徐々にあたりが戻り本塁打も増加
西武のベテラン・中村剛也が連日の活躍を見せた。
9月10日の日本ハム戦に「6番・指名打者」でスタメン出場。1点のリードを許していた9回二死一・二塁という土壇場で打席に立つと、この回からマウンドに上がった石川直也の直球をとらえ、一時同点とする適時打をマーク。チームは延長の末に敗れてしまったが、ベテランの勝負強さを見せた。

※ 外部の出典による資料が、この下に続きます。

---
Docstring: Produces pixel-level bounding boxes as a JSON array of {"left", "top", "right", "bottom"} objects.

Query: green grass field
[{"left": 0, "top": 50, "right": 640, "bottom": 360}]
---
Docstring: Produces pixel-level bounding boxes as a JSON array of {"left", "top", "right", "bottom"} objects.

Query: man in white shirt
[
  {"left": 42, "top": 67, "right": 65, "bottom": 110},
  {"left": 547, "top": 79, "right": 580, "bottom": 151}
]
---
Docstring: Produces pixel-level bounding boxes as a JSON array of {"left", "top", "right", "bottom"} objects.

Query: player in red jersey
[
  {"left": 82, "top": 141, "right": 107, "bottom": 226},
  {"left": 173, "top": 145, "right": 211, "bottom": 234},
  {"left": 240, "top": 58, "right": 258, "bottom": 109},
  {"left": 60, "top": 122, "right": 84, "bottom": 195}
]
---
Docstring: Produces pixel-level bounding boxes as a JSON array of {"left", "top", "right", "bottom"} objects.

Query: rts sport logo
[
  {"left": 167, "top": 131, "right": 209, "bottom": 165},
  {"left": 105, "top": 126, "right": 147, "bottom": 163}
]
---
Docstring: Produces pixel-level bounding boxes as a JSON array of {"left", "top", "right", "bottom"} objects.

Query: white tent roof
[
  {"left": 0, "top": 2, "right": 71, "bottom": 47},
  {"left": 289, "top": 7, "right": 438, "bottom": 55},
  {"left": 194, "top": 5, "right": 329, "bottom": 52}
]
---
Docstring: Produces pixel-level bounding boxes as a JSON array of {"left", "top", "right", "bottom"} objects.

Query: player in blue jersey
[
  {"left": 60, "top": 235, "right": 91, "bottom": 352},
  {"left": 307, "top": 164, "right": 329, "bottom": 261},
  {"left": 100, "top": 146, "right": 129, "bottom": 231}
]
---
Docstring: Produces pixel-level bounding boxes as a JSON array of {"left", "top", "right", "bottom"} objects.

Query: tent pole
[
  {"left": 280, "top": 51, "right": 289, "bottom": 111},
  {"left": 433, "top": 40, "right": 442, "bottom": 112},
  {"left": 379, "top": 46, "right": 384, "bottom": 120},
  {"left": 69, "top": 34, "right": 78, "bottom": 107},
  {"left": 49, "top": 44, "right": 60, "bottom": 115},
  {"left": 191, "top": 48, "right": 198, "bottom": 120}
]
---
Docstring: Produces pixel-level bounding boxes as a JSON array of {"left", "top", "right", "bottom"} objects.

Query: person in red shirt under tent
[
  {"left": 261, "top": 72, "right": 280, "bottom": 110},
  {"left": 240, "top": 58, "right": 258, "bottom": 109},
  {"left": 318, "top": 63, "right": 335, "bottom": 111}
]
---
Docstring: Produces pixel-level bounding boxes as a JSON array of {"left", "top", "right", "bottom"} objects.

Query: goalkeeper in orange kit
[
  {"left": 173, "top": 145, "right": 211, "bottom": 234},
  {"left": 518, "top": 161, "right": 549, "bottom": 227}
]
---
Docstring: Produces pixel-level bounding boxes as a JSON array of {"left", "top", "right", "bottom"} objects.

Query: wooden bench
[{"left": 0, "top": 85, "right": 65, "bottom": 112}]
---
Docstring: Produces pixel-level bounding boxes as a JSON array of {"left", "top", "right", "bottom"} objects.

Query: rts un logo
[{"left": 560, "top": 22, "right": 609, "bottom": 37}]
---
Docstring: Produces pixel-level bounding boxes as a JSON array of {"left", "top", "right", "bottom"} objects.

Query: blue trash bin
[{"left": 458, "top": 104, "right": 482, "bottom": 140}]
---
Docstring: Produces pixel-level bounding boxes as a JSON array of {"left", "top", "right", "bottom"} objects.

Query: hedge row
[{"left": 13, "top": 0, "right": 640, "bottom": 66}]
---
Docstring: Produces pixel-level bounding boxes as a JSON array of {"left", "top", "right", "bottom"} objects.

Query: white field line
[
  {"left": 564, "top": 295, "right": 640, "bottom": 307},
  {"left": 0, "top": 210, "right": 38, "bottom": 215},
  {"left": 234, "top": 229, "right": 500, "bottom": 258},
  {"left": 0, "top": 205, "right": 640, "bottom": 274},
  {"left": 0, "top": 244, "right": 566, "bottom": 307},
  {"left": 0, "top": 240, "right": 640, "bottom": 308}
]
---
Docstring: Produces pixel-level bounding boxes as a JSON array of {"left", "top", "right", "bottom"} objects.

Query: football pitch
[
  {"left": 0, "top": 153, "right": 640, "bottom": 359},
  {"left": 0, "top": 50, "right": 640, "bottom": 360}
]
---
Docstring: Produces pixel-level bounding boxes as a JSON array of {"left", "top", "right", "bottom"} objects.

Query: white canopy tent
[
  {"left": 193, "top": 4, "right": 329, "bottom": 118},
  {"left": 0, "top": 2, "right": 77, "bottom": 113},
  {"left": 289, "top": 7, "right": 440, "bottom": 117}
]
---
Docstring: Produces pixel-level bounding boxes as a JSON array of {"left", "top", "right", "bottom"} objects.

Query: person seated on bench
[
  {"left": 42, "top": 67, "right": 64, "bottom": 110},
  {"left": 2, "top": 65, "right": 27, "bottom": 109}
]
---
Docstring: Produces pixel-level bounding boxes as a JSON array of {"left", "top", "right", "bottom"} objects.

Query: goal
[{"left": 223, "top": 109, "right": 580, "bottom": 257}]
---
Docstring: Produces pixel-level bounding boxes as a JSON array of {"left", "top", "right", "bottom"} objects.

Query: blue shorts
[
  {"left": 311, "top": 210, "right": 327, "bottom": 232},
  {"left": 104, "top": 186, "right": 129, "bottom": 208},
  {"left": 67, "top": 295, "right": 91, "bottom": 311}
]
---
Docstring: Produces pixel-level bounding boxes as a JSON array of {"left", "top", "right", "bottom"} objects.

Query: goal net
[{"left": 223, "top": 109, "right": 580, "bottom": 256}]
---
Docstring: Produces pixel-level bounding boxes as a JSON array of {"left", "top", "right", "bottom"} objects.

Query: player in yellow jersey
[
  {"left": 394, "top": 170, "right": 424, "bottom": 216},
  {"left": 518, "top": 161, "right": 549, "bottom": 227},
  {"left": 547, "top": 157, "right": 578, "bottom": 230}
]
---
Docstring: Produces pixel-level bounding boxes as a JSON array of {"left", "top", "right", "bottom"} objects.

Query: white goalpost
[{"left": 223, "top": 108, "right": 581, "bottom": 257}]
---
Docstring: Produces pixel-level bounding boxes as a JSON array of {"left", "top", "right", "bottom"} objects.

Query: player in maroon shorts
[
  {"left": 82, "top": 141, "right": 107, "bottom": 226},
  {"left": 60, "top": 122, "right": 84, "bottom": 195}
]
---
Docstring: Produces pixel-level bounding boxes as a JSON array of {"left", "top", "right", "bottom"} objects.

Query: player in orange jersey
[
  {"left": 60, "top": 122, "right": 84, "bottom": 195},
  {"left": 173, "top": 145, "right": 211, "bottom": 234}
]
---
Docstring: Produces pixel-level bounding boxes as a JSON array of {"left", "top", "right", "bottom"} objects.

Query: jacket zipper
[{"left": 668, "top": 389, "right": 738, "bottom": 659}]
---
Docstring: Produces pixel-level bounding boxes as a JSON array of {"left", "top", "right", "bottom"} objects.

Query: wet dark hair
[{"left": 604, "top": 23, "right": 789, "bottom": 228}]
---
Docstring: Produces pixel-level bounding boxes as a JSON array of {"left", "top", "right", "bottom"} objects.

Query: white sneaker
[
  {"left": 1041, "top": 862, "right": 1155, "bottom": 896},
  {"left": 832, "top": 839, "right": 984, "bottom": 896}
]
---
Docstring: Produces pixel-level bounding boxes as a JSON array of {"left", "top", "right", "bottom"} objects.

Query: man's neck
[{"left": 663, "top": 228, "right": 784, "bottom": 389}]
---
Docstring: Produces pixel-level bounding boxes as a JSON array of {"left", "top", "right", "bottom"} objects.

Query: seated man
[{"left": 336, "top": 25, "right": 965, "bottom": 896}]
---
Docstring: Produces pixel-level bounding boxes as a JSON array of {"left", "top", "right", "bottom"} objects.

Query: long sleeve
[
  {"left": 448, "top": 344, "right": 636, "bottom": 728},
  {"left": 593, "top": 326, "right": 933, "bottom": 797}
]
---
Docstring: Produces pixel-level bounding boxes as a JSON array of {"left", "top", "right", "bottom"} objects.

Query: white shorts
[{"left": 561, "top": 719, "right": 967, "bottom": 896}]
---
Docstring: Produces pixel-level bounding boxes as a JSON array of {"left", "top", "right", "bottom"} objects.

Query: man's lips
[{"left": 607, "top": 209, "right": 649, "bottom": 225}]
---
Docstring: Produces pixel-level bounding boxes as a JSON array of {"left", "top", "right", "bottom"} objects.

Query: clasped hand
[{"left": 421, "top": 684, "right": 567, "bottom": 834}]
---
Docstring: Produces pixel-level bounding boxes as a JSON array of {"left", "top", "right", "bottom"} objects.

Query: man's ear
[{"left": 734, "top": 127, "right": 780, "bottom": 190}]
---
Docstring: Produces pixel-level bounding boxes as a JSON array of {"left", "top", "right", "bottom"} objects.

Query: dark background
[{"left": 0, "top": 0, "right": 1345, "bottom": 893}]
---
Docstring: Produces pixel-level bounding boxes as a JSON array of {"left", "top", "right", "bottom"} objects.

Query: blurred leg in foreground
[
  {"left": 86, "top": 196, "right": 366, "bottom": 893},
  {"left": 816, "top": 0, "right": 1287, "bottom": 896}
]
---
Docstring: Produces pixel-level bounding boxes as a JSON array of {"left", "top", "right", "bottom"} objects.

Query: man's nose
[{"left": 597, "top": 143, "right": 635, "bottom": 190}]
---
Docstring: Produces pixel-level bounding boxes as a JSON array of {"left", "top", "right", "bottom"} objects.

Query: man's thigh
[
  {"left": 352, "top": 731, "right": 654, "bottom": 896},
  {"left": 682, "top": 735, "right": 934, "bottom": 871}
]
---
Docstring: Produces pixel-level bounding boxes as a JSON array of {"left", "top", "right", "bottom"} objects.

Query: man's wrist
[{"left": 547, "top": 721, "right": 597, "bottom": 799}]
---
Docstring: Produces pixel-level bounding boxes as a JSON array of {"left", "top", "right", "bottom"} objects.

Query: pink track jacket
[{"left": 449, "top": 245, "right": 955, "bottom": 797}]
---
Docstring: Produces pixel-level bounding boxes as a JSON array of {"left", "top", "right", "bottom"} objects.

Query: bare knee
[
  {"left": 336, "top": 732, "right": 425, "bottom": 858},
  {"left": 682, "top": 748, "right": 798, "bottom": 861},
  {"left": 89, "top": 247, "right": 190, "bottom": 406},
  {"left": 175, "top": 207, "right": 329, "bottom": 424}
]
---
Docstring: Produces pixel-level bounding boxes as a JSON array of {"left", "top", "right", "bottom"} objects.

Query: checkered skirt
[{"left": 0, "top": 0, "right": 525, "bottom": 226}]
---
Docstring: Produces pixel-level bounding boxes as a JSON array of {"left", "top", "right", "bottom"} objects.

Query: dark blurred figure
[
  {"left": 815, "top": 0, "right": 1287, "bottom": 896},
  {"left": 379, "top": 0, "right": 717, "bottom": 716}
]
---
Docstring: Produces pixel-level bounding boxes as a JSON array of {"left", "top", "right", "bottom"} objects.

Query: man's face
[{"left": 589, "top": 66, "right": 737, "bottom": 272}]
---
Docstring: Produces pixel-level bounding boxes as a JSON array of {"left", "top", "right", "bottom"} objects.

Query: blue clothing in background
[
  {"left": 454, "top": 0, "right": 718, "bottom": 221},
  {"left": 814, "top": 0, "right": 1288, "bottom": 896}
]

翌9月11日の同カードでは、今度はゲーム序盤に見せ場をつくった。
今季生まれた5人のノーヒッターのひとり、相手先発・ポンセが投じた真ん中高めに入ってきた甘いツーシームに反応。中村らしい一見軽打のようにも見えるスイングから弾かれた打球は、バックスクリーン左へ飛び込む先制ソロ本塁打となり、チームの勝利に大きく貢献。シーズン最終盤にきて中村の存在感が増している。
今年がプロ21年目の39歳。年齢からの衰えもあるだろう。今季はここまで83試合の出場にとどまり、もともとアベレージヒッターではないものの、打率は2割を切る.197。代名詞の本塁打も11本と、少し寂しい数字が並ぶ。
今季の中村の月間成績を振り返ってみると、5月にこそ4本塁打を放ったが、3月と4月、6月と7月はノーアーチに終わっている。
しかし、夏場からは徐々に復調。8月以降は7本塁打とあたりが戻ってきた。
下位打線での起用が相手にはむしろ脅威か
現在、パ・リーグのペナントレースは、ソフトバンク・西武・オリックスの上位3球団が大接近中。さらに楽天も1.5ゲーム差の4位に位置するというまれに見る大混戦だ。
どのチームも来季を見越して若手に経験を積ませるなんてことではなく、なりふり構わず勝利を目指し、今後は総力戦となっていくだろう。
そんななか、経験豊富で実績十分の中村のようなベテランがいてくれることは、チームにとってこれほど心強いことはない。
また、シーズン序盤にはクリーンアップを任されていた中村だが、今季の不調を受けて現在は6番や7番という下位打線での起用が増えている。
クリーンアップとの対戦を終えたあとに、通算6度の本塁打王・中村を迎えなければならないことは、相手投手にとってむしろ脅威にちがいない。
果たして、今季のパ・リーグを制するのはどのチームなのか。西武を引っ張るベテランの姿とともに注目したい。